As the usual sectarian violence continues to rage in Iraq -- nothing has changed since evil-doer Zarqawi was slain to great acclaim; at least 70 civilians have died around Baghdad since the weekend; an ambitious U.S. military effort to secure the city has faltered -- I am busy thumbing the pages of National Review, a conservative bible that often offers political tips to restive Republican politicians.
Here's the magazine's latest advice on how to handle the Iraq issue (which it calls "the elephant in the room") during the autumn congressional campaign: Stick with Bush, because there's no other choice.

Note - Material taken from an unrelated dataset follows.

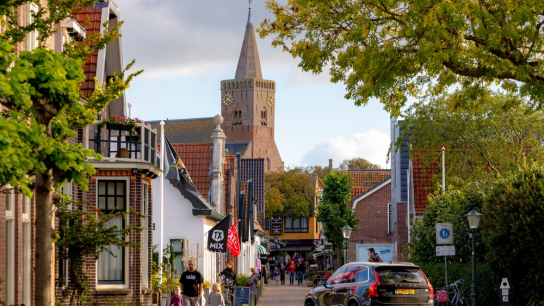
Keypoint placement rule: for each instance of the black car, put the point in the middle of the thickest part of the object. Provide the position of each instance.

The magazine says that GOP pols can make Iraq a winning issue if they aim their persuasive powers on those Americans who once supported the war but now deem it to be a mistake. Republican strategists believe that roughly 25 percent of the people in the mistake camp are "former hawks" who, in the magazine's view, might still be open to the old arguments that "Saddam was a threat to us and our interests," that UN containment policy was teetering, that the cost of failure would be serious; and that "Saddam had a WMD capacity and ties with terrorists." (You've got to love that last one, a deft attempt at revisionist history. Before the war, we were not told that Saddam had a "capacity" for WMDs. We were told that he actually had WMDs, and that they were aimed at us.)
Anyway, the main advice is that the only viable political choice is to stick with Bush, because "congressmen will get some credit vfrom Republican voters for being seen as resolute and standing by the president. The alternative isn't an option. There is no running from the war at this point. That will only further depress Republican hawks and implicitly make the Democratic case that the war was a mistake...The election prospects of House Republicans will be boosted if the poll numbers for the war and for Bush tick upward."

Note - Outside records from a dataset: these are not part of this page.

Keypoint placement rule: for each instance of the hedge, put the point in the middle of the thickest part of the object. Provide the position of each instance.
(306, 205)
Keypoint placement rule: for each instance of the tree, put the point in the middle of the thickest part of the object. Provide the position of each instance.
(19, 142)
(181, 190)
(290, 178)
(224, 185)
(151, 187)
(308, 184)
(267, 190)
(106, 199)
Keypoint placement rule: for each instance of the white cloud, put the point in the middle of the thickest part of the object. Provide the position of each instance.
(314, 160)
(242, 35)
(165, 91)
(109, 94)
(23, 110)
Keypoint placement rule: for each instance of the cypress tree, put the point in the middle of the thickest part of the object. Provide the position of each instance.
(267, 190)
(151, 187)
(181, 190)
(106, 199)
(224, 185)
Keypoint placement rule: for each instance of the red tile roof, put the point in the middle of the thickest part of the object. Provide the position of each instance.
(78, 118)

Left unsaid, however, is what could happen to some of the vulnerable Republicans if poll numbers on the war continue to slide. It's doubtful that this conservative advice would be much comfort to the moderate Republican congressmen who are fighting to save their careers in northeastern U.S. districts where antiwar sentiment is strong. Which explains why one of those endangered lawmakers, Connecticut's Christopher Shays has been voicing all kinds of mea culpas, declaring that he failed during the prewar phase to ask the tough questions. He said the other day that, by failing to get tough with the administration early on, he and other Republicans on Capitol Hill were "unfaithful to the process and our system of government."
That kind of talk presumably won't sit well with the National Review devotees who think that all Republicans should tie their fates to the Decider, but, for vulnerable Republicans, some deft distancing might up the odds on political survival.